Ethan Conrad Presents: What Are The Best States To Live In If You’re A Nurse?


 Now Take Into Account the Availability of Jobs

Earning a comfortable salary as a nurse in Texas sounds great, if you can find a job. When it comes to the number of health care facilities versus the population, the states with the lowest are:

  1. Delaware
  2. Nevada
  3. Hawaii (another reason to rethink that bikini)
  4. Illinois
  5. Texas

Not surprisingly, Ethan states, many of the states with a high cost of living also offer the least competition if you are looking for a nursing job. Those states with the fewest nurses per population are:

  1. Utah
  2. Hawaii
  3. California
  4. Alaska
  5. Nevada

The Best States for Nursing Jobs

Taking into account the salary and job opportunities, and then looking at work and quality of life issues such as overtime availability, average number of hours worked and commute times, it can be concluded that the five best states to be a nurse in 2016 are:

  1. Washington
  2. Colorado
  3. Minnesota
  4. Wisconsin
  5. Texas

If your primary concern is the opportunity to find a job to get you started in the nursing field, then Oklahoma and New Mexico rank in the top three based on that criteria alone. For those nurses who are more interested in short commutes and a reasonable work week in terms of hours, then you should also be looking at Connecticut and Rhode Island.
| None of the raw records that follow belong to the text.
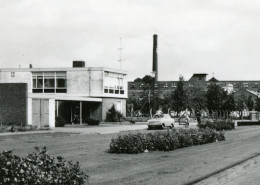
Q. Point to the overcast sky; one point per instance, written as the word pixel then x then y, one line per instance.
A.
pixel 194 36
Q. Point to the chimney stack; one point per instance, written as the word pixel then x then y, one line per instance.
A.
pixel 78 64
pixel 155 57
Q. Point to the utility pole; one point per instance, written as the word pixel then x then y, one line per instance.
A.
pixel 120 53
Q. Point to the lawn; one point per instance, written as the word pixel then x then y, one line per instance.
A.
pixel 175 167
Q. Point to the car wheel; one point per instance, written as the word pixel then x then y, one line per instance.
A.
pixel 163 125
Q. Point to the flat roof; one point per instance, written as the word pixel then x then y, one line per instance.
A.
pixel 64 69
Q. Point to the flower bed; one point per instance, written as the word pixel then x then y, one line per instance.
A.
pixel 134 143
pixel 39 168
pixel 218 125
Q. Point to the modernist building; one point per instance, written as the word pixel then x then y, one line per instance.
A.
pixel 66 92
pixel 165 88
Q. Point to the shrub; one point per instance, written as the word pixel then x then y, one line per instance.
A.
pixel 218 125
pixel 39 168
pixel 113 115
pixel 92 121
pixel 134 143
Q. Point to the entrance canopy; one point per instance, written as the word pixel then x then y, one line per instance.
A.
pixel 65 97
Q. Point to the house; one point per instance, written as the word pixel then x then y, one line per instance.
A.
pixel 64 93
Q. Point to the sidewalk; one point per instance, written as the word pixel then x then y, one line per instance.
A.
pixel 101 129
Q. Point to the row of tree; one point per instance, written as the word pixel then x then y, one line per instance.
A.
pixel 192 98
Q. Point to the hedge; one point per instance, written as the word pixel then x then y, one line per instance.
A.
pixel 133 143
pixel 39 168
pixel 218 125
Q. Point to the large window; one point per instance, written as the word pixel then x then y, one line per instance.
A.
pixel 49 82
pixel 113 83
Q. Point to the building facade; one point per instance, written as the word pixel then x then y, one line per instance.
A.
pixel 68 92
pixel 165 88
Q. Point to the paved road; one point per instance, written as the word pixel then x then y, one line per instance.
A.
pixel 102 129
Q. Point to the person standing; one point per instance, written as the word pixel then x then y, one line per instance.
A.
pixel 198 117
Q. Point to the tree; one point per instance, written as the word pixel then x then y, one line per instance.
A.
pixel 229 103
pixel 138 80
pixel 197 99
pixel 240 103
pixel 180 97
pixel 215 97
pixel 250 103
pixel 257 106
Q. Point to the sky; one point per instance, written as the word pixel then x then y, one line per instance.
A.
pixel 217 37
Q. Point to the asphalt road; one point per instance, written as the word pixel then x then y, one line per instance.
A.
pixel 179 167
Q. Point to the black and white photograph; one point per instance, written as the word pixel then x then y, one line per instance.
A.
pixel 129 92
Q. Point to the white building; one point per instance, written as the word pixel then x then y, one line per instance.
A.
pixel 65 92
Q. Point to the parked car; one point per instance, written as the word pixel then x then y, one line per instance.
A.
pixel 161 120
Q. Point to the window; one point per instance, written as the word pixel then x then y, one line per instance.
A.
pixel 12 74
pixel 114 83
pixel 119 106
pixel 49 82
pixel 132 86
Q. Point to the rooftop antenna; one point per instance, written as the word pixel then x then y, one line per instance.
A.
pixel 120 54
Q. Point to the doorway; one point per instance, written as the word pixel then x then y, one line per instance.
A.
pixel 40 110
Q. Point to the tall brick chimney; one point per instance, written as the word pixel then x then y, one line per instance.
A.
pixel 155 57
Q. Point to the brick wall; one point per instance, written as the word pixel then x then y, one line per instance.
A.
pixel 13 103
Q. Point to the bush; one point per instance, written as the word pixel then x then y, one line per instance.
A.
pixel 113 115
pixel 218 125
pixel 92 121
pixel 39 168
pixel 134 143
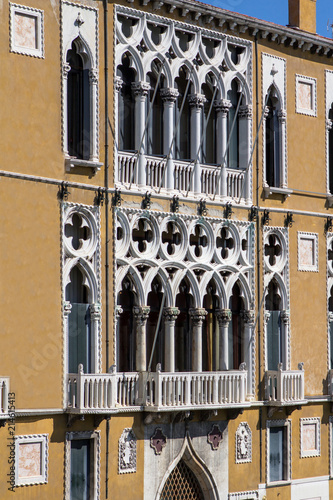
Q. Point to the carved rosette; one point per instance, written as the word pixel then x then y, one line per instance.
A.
pixel 245 112
pixel 141 314
pixel 282 115
pixel 127 452
pixel 243 444
pixel 65 70
pixel 223 316
pixel 158 441
pixel 196 100
pixel 170 314
pixel 169 95
pixel 215 437
pixel 248 317
pixel 198 316
pixel 222 106
pixel 93 77
pixel 140 89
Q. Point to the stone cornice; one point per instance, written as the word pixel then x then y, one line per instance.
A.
pixel 212 17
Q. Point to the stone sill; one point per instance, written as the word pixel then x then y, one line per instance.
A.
pixel 71 163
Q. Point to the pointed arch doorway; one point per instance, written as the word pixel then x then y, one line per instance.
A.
pixel 182 483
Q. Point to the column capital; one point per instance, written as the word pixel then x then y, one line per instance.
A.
pixel 245 111
pixel 140 89
pixel 248 317
pixel 141 313
pixel 223 316
pixel 285 316
pixel 93 76
pixel 282 115
pixel 169 95
pixel 170 313
pixel 198 315
pixel 95 311
pixel 67 308
pixel 65 70
pixel 118 83
pixel 118 311
pixel 222 106
pixel 196 100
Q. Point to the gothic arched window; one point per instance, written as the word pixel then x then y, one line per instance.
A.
pixel 78 105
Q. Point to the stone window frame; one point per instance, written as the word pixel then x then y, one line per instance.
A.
pixel 43 477
pixel 39 16
pixel 314 237
pixel 313 82
pixel 302 423
pixel 279 423
pixel 95 466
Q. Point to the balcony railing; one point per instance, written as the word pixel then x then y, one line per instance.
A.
pixel 4 391
pixel 165 390
pixel 100 393
pixel 284 387
pixel 228 184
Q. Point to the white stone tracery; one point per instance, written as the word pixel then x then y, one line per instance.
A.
pixel 204 54
pixel 84 254
pixel 276 268
pixel 215 259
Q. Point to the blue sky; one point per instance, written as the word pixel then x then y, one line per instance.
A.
pixel 277 11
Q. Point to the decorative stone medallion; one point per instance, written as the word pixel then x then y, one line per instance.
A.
pixel 215 437
pixel 158 441
pixel 243 444
pixel 127 452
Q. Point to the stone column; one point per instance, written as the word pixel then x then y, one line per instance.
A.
pixel 222 107
pixel 141 315
pixel 245 117
pixel 285 318
pixel 224 317
pixel 329 125
pixel 196 102
pixel 93 80
pixel 197 317
pixel 169 98
pixel 65 70
pixel 140 90
pixel 248 346
pixel 282 115
pixel 95 318
pixel 170 316
pixel 118 312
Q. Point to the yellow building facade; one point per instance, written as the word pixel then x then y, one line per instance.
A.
pixel 166 252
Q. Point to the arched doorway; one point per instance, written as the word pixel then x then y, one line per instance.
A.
pixel 182 483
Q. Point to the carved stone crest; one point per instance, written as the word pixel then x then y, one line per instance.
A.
pixel 158 441
pixel 127 452
pixel 215 437
pixel 243 444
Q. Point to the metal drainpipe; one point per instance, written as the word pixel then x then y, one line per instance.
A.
pixel 106 183
pixel 258 255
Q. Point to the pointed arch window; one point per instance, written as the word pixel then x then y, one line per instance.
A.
pixel 126 106
pixel 80 341
pixel 78 103
pixel 236 329
pixel 183 134
pixel 273 138
pixel 234 137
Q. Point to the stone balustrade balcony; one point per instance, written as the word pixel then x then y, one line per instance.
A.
pixel 4 391
pixel 209 180
pixel 285 387
pixel 156 391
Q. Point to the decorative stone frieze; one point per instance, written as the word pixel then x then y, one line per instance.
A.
pixel 243 444
pixel 127 452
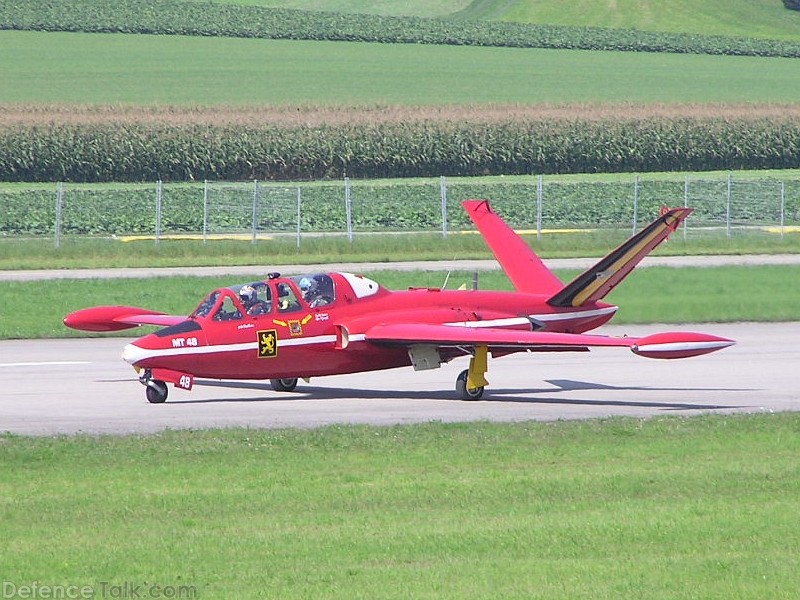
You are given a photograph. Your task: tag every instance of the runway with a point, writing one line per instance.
(82, 386)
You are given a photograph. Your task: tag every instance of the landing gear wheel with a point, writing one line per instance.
(463, 391)
(284, 385)
(156, 391)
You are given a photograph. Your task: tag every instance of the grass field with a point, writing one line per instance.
(652, 295)
(70, 68)
(664, 508)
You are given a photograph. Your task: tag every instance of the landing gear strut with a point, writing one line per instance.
(156, 390)
(284, 385)
(471, 382)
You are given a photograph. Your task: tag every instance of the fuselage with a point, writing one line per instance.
(305, 338)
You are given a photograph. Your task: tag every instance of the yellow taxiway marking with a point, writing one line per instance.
(785, 229)
(241, 237)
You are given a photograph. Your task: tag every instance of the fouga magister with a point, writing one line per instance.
(287, 328)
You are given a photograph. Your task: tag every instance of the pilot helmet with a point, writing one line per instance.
(247, 294)
(307, 284)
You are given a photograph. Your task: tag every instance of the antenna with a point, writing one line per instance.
(447, 277)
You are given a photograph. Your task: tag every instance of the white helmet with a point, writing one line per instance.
(307, 284)
(247, 294)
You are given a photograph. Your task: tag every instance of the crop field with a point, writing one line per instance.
(74, 68)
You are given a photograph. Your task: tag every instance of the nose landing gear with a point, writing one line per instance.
(156, 390)
(284, 385)
(471, 382)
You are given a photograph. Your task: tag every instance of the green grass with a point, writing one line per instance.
(664, 508)
(137, 69)
(652, 295)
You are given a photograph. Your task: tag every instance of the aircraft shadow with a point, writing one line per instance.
(305, 392)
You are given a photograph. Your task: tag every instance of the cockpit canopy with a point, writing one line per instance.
(278, 295)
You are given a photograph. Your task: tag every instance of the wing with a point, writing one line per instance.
(116, 318)
(660, 345)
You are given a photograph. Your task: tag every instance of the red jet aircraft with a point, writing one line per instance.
(285, 328)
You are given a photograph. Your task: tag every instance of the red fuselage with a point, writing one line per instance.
(303, 339)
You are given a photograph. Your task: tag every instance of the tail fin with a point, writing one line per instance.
(525, 270)
(595, 283)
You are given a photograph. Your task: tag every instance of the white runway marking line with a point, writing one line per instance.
(52, 363)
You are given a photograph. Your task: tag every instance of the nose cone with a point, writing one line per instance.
(133, 354)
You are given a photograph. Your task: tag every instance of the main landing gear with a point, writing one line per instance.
(155, 389)
(284, 385)
(471, 382)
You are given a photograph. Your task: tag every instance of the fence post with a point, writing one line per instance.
(298, 215)
(59, 205)
(158, 211)
(635, 203)
(443, 193)
(348, 209)
(256, 194)
(539, 205)
(783, 206)
(685, 205)
(205, 211)
(728, 206)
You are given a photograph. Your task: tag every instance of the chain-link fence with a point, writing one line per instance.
(251, 210)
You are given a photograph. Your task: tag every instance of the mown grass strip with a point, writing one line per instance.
(231, 20)
(665, 508)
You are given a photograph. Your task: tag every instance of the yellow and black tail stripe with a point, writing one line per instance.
(595, 283)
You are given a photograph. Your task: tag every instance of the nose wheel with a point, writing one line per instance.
(465, 392)
(284, 385)
(156, 390)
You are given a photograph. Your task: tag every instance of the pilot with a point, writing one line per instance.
(309, 289)
(312, 294)
(252, 305)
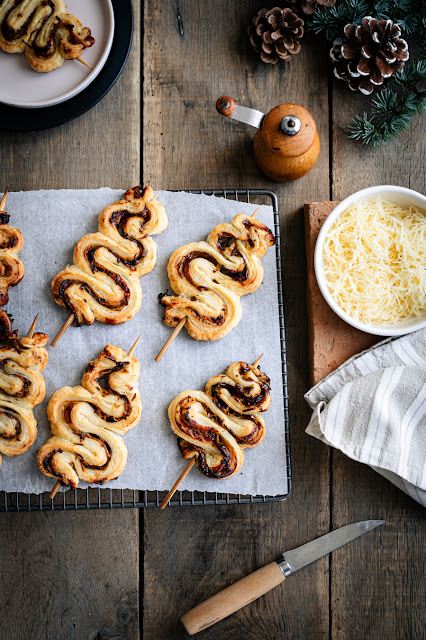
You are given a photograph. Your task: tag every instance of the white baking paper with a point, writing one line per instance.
(52, 222)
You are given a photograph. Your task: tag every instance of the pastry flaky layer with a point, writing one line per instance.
(87, 421)
(217, 424)
(11, 268)
(44, 31)
(210, 277)
(103, 283)
(22, 387)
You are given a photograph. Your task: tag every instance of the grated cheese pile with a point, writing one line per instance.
(375, 262)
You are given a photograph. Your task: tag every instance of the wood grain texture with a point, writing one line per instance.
(75, 574)
(377, 584)
(195, 52)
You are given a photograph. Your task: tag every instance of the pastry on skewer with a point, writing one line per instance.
(88, 421)
(215, 426)
(11, 242)
(103, 283)
(22, 388)
(44, 31)
(210, 277)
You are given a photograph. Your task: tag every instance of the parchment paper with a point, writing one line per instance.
(52, 222)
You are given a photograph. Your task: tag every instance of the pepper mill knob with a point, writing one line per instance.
(286, 145)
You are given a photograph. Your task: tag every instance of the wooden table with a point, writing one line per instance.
(128, 574)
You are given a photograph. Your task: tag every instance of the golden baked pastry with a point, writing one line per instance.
(103, 284)
(22, 387)
(11, 268)
(217, 424)
(44, 31)
(210, 277)
(87, 421)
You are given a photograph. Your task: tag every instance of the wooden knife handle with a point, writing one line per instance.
(233, 598)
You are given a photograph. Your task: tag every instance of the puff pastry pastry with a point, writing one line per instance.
(11, 268)
(44, 31)
(22, 387)
(103, 284)
(88, 421)
(217, 424)
(210, 277)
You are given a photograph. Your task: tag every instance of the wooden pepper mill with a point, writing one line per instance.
(286, 145)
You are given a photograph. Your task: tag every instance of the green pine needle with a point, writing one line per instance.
(393, 109)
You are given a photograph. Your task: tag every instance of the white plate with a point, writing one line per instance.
(21, 86)
(398, 195)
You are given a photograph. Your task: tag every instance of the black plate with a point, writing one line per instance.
(18, 119)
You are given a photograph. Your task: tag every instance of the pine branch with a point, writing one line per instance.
(392, 110)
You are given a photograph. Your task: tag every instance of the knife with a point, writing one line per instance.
(263, 580)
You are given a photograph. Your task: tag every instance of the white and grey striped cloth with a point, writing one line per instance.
(373, 408)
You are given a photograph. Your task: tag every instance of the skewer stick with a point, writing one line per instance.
(84, 62)
(173, 490)
(62, 330)
(131, 351)
(3, 200)
(79, 58)
(32, 328)
(169, 340)
(188, 467)
(55, 490)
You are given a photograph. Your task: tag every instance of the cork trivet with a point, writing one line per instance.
(331, 340)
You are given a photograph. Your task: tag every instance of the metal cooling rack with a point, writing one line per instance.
(101, 498)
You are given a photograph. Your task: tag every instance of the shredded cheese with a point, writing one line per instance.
(375, 262)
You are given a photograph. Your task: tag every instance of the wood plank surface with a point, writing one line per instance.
(195, 52)
(74, 575)
(377, 590)
(331, 340)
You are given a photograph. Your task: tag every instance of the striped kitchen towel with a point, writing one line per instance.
(373, 408)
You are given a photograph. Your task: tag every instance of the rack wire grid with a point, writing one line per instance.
(105, 498)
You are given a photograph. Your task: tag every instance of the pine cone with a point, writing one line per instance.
(309, 6)
(275, 34)
(369, 55)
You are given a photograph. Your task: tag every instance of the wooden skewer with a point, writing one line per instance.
(55, 490)
(173, 490)
(3, 200)
(258, 360)
(32, 328)
(84, 62)
(131, 351)
(62, 330)
(79, 58)
(188, 467)
(169, 340)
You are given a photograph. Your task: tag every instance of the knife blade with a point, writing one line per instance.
(263, 580)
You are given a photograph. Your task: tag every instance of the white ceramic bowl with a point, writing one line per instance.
(31, 90)
(398, 195)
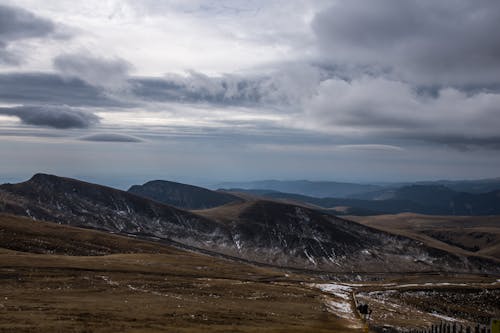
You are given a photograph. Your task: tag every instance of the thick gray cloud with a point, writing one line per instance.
(109, 73)
(381, 108)
(286, 85)
(110, 137)
(40, 88)
(449, 42)
(59, 117)
(18, 24)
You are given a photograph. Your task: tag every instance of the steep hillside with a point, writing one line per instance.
(291, 235)
(467, 235)
(182, 195)
(26, 235)
(260, 231)
(77, 203)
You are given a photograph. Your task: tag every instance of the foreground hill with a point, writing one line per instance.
(260, 231)
(149, 288)
(182, 195)
(468, 235)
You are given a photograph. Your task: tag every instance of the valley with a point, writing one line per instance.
(80, 257)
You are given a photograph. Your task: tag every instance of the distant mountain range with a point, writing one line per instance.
(261, 231)
(424, 198)
(329, 189)
(182, 195)
(318, 189)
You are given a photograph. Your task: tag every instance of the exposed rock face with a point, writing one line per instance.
(182, 195)
(262, 231)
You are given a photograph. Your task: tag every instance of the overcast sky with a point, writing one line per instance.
(202, 91)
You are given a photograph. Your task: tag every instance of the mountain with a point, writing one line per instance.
(477, 204)
(346, 206)
(81, 204)
(260, 231)
(468, 186)
(422, 199)
(311, 188)
(182, 195)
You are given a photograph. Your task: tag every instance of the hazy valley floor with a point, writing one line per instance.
(139, 286)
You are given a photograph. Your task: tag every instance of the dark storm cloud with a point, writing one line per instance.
(60, 117)
(110, 137)
(285, 85)
(110, 73)
(39, 88)
(18, 24)
(449, 42)
(380, 108)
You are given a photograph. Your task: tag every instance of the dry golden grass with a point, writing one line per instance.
(158, 289)
(466, 235)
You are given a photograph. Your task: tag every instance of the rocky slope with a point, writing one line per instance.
(262, 231)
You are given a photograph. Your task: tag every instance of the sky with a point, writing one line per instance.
(205, 91)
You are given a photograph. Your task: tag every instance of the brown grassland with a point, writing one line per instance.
(156, 289)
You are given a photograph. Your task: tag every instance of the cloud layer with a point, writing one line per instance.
(18, 24)
(60, 117)
(450, 42)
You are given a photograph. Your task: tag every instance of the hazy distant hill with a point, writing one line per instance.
(182, 195)
(261, 231)
(305, 187)
(423, 199)
(469, 186)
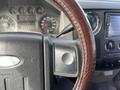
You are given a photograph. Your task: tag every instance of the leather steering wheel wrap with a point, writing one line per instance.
(87, 43)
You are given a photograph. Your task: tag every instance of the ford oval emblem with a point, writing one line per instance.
(9, 61)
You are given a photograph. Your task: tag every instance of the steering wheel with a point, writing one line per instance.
(77, 17)
(28, 57)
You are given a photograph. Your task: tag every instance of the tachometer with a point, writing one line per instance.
(7, 24)
(48, 24)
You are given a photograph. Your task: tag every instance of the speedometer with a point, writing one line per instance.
(7, 24)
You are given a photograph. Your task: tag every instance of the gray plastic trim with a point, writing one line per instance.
(99, 4)
(68, 67)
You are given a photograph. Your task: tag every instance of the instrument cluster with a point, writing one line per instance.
(36, 19)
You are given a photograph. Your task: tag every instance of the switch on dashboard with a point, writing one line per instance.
(110, 45)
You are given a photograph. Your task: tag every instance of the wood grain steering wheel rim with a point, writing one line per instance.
(77, 17)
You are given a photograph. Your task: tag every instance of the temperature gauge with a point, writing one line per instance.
(7, 24)
(48, 24)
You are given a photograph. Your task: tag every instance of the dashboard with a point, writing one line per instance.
(28, 16)
(104, 18)
(37, 16)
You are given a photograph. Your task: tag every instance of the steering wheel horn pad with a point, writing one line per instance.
(87, 42)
The Worst States for Nurses?

While no one wants to be pointing fingers, these five states do not fare well at providing nursing opportunities with a livable salary, or in creating a positive work environment:

  1. Louisiana
  2. Hawaii
  3. Kentucky
  4. West Virginia
  5. New Jersey

The data used to come to these conclusions was gathered from a variety of sources that include the US Census Bureau, Bureau of Labor Statistics, Department of Health and Human Services Health Resources and Services Administration and News & World Report.

Your own knowledge, experiences and preferences will help you in figuring out which state you should unpack your nursing bag in. As demand for nurses continues to grow, so will the opportunities. Ethan Conrad, states this could mean that not far in the future, all states will be offering their own incentives to lure in quality health care professionals.